Так как коканский хан указывал только на опасность экскурсий к стороне перевала Терек - даван, ведущего в кашгарские владения, и разрешил произвести экскурсии к стороне Каратегина, то А. П. Федченко указал на это обстоятельство в письме своем к мехтеру и заявил, что он останется пять дней в Шагимардане, в ожидании ответа от коканского хана. Во всяком случае А. П. Федченко, надеется доехать до озера, чрез которое протекает р. Аксу; там уже можно будет узнать наверное: на сколько безопасен дальнейший путь к перевалу Караказук.
Из письма А. П. Федченко видно, что главный источник затруднений в экскурсии к каратегинским перевалам — назначение, для сопровождения экспедиции, караул-беги Абду-Карима, городского жителя, который, кроме больших городов и селений, нигде не бывал и чувствует почти суеверный страх пред горами.
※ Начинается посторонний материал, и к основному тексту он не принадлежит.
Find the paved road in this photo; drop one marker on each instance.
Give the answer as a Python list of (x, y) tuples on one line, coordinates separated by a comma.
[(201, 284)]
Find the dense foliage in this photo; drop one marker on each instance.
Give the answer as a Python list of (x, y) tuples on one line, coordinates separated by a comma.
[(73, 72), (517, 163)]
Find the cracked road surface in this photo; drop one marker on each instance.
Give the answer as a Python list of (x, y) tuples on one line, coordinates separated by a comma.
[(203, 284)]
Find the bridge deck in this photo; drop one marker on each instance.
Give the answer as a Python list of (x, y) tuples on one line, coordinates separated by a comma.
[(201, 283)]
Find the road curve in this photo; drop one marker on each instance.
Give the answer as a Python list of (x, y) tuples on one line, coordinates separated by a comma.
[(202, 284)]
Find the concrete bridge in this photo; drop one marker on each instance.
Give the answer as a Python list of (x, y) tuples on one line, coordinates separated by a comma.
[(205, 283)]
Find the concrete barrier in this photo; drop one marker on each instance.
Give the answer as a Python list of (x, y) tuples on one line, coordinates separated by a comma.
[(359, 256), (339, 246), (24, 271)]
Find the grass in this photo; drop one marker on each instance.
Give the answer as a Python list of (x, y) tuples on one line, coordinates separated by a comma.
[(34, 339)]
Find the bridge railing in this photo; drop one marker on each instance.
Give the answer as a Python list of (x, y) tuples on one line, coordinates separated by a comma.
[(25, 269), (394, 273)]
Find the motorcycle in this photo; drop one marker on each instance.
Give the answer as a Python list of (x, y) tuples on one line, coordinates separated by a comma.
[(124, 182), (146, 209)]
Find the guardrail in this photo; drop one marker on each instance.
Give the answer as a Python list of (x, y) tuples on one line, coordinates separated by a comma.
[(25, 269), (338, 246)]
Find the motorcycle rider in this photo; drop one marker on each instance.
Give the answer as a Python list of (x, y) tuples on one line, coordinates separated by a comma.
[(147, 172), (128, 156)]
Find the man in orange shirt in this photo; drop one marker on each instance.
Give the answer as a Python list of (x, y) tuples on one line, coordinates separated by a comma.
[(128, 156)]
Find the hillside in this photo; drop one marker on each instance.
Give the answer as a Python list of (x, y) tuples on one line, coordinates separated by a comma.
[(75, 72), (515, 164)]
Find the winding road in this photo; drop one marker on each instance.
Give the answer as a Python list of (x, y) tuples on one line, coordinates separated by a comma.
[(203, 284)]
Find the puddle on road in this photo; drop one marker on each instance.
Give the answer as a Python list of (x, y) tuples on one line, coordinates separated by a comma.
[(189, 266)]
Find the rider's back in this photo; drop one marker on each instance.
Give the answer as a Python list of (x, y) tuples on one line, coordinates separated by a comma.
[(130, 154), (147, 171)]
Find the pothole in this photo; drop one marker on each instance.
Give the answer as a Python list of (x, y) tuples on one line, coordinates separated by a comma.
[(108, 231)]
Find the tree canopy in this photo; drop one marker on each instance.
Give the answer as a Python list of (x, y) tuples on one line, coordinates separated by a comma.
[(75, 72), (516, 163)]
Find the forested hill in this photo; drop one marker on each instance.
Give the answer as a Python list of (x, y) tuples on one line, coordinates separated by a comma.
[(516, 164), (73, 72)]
Когда экспедиция проезжала из Варуха в Сох, чрез тесницу Каракол, то караул-беги все время читал молитву и со страхом поглядывал на висящие камни. Он же поддерживает и все слухи об опасностях при экскурсии к перевалу Караказук. Неосновательность всех этих опасений видна уже из того, что у подошвы перевала стоят аулы коканских киргиз и в них живут люди юз-баши Таш-Магомета, заведывающего дорогой. Следовательно всегда можно было бы иметь во время сведения о появлении неприязненных шаек, так как конная дорога одна. “Все это, говорит А. П. Федченко, наводит сомнение— удастся ли нам посетить Алай и вообще совершить путешествие в задуманных размерах."
В Шагимардан А. П. Федченко проехал горами, не заезжая в Марглян. Бек марглянский, Султан-Мурат еще не возвращался, а ехать туда, чтобы видеть глиняный город, едва ли стояло. Все это время А. П. Федченко предпочел проработать в горах.